Upon completing the AP English Language and Composition course, students should be able to:
- analyze and interpret samples of good writing, identifying and explaining an author’s use of rhetorical strategies and techniques.
- apply effective strategies and techniques in their own writing.
- create and sustain arguments based on readings, research, and/or personal experience.
- write for a variety of purposes.
- produce expository, analytical and argumentative compositions that introduce a complex central idea and develop it with appropriate evidence drawn from primary and/or secondary courses, cogent explanations, and clear transitions.
- demonstrate understanding and mastery of standard written English as well as stylistic maturity in their own writing.
- demonstrate understanding of the conventions of citing primary and secondary sources.
- evaluate and incorporate reference documents into researched papers.
Unit Descriptions:
The course is organized by both a chronological study of American literary periods and major nonfiction rhetoric by American authors and a systematic progression of writing in patterns of exposition in response to the works of a wide variety of complex and quality authors.

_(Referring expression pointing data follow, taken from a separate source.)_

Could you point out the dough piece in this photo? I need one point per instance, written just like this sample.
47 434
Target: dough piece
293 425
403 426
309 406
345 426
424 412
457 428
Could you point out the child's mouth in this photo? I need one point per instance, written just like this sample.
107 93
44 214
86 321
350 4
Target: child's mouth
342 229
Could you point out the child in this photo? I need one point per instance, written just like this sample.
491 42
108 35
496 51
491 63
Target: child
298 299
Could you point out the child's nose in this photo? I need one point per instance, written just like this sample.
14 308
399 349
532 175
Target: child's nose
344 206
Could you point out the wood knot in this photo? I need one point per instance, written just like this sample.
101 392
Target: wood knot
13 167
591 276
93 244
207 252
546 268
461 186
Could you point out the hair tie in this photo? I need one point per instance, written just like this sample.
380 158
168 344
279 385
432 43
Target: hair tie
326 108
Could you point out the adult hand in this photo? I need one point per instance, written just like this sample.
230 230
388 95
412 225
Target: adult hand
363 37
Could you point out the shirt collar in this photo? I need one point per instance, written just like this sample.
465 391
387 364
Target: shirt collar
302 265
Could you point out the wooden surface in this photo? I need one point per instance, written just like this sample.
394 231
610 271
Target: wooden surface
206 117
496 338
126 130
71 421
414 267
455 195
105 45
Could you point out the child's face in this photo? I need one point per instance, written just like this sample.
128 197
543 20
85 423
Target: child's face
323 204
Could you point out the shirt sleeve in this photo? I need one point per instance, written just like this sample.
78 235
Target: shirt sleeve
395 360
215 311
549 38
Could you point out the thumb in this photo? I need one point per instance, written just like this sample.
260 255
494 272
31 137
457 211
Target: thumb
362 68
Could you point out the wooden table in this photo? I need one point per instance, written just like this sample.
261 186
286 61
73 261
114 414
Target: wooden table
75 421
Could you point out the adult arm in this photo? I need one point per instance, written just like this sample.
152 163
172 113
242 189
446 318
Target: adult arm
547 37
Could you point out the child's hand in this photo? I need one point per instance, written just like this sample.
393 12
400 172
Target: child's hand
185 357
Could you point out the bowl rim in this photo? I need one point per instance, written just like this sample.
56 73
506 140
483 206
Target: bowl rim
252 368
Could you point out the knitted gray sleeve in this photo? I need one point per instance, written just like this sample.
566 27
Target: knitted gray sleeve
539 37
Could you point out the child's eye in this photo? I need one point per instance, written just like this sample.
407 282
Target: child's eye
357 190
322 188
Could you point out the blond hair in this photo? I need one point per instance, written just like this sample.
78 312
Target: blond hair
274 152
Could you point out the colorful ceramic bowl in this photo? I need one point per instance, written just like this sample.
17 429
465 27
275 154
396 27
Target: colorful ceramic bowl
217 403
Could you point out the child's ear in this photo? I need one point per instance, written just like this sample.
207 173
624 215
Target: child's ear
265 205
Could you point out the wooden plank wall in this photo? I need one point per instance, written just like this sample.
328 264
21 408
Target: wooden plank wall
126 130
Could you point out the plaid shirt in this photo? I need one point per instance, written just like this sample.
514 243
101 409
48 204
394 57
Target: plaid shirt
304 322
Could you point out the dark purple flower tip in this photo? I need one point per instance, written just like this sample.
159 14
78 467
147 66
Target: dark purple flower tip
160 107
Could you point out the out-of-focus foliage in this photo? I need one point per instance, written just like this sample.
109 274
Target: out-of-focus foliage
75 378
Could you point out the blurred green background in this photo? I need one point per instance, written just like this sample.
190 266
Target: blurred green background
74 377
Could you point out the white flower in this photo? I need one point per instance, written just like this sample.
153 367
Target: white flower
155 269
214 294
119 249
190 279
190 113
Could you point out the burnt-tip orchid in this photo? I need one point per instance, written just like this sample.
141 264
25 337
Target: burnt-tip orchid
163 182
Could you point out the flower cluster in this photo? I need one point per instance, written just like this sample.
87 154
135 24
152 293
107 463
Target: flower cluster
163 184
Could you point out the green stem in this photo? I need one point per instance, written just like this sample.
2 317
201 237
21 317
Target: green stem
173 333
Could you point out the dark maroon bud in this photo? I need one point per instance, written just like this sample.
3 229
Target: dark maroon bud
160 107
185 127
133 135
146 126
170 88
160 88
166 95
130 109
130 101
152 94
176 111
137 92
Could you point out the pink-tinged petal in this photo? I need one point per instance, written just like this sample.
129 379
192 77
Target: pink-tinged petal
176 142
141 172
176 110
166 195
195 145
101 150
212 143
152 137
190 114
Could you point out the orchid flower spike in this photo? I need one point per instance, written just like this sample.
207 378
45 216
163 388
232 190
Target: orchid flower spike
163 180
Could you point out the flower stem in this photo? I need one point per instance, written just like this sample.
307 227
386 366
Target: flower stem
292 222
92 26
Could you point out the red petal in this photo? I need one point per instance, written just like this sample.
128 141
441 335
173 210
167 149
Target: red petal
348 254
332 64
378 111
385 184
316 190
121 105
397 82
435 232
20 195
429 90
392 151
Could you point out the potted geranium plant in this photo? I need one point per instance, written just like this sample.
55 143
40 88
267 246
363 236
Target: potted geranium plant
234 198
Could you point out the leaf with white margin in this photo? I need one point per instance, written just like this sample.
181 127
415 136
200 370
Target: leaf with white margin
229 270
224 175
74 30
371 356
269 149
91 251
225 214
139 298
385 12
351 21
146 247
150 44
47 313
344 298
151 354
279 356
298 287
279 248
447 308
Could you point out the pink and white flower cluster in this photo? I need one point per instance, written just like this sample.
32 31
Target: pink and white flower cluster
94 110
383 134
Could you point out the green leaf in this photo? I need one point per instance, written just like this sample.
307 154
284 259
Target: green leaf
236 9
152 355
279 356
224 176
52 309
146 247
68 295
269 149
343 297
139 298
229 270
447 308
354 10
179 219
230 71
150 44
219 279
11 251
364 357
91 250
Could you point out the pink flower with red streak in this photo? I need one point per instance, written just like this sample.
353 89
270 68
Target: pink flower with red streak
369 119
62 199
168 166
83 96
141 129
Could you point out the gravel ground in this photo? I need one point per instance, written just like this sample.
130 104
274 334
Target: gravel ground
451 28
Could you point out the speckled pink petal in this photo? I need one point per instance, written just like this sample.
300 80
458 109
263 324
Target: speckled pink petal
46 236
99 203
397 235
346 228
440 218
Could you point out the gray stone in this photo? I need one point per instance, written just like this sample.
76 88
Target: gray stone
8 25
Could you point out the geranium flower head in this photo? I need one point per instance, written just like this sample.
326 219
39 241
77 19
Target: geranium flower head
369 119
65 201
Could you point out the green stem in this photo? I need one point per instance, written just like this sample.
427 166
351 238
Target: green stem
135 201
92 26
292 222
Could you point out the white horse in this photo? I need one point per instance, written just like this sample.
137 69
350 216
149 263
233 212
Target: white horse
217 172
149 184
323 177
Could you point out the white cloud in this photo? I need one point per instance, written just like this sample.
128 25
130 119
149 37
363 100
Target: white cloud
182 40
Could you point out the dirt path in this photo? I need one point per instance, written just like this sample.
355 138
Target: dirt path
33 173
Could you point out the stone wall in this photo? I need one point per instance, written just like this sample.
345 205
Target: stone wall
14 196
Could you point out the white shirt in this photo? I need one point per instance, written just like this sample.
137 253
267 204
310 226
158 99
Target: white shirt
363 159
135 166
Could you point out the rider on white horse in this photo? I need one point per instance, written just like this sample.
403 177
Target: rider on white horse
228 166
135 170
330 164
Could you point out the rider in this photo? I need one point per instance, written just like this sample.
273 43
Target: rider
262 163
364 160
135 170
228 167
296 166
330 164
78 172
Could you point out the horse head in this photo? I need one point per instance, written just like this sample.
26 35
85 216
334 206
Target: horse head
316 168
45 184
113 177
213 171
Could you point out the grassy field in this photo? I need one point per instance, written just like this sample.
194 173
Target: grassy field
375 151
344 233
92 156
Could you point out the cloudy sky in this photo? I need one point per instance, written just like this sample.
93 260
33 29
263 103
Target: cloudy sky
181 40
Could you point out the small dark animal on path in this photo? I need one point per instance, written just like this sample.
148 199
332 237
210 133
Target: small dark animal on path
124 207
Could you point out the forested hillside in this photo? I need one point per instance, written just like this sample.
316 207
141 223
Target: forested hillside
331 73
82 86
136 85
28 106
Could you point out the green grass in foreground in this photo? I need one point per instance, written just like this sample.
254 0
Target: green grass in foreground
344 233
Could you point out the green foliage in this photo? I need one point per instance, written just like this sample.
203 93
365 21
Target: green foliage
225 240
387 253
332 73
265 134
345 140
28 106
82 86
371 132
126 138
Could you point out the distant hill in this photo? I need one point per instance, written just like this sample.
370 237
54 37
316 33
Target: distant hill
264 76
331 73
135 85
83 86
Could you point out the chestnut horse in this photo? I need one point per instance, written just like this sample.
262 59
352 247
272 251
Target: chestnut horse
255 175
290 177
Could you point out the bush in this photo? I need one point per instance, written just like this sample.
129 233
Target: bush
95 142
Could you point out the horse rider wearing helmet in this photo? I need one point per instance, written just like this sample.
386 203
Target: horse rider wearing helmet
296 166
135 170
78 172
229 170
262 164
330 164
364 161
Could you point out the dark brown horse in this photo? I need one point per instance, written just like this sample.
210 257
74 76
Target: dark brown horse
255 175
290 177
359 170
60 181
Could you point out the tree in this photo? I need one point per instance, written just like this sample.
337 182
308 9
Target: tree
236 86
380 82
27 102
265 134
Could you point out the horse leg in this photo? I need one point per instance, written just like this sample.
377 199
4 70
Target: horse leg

Texts: Elements of Literature -- Holt, Rinehart, Winston
Patterns of Exposition Eighteenth Edition -- Robert A. Schwegler
5 Steps to a 5: AP English Language – Rankin and Murphy
Literature
Elements of Literature: nonfiction, short stories, poems, and other types of writing from the following American literature genres: Colonial Period, Revolutionary Period, Romantic Period, Renaissance, Realism, Modern Nonfiction
Patterns of Exposition: numerous chapters
Novels from those approved for the English 3 curriculum for the Helena School District
Writing
A wide variety of types of writing, both process pieces and in-class timed assignments, focusing largely on analysis, argumentation, and synthesis – some related to assigned reading and some solely for AP instruction and preparation for the AP English Language and Composition exam; research paper
Grammar
Lessons designed to help students have success on the ACT and SAT tests – lessons will be taken
from Grammar and Composition (Prentice-Hall) and Grammar Workbook for the SAT, ACT…and More; some lessons will draw from errors in student writing, which will be discussed and corrected
Vocabulary
Terms from assigned reading and from SAT test preparation materials
AP Instruction
Assignments and exercises that will be incorporated into the literature, writing, grammar, and vocabulary sections above; instruction in rhetoric, including notes on rhetoric and application on reading and writing assignments and exercises; practice for the AP English Language and Composition exam; 5 Steps to a 5: AP Language used for AP preparation
Grade Breakdown:
Essays 35%
Tests and quizzes 30%
Daily work 35%
Assignments in each category are assigned a point value based on effort required and difficulty. Points are then added up per category and weighted accordingly. Therefore, a grade
cannot be figured correctly by just dividing the total points earned for the grading period by the total points possible for the grading period.
Grading Scale:
| 91 – 100 =A |
78 – 79.99 = C+ |
| 90 – 91.99 = A- |
72 – 77.99 = C |
| 88 – 89.99 = B+ |
70 – 71.99 = C- |
| 82 – 87.99 = B |
68 – 69.99 = D+ |
| 80 – 81.99 = B- |
62 – 67.99 = D |
|
60 – 61.99 = D- |
| 59.99 AND BELOW = F |
|
Class Rules and Expectations:
Each student has or will be given a copy of the Classroom Policies and Procedures for this class. Classroom Policies and Procedures may also be viewed at Mrs. Stoner’s web site.
Weekly plans, as well as assignment downloads for many assignments for this class, can be found at Mrs. Stoner’s web site (www.mrsstoner.info).
Please see Classroom Policies and Procedures for questions regarding classroom procedures.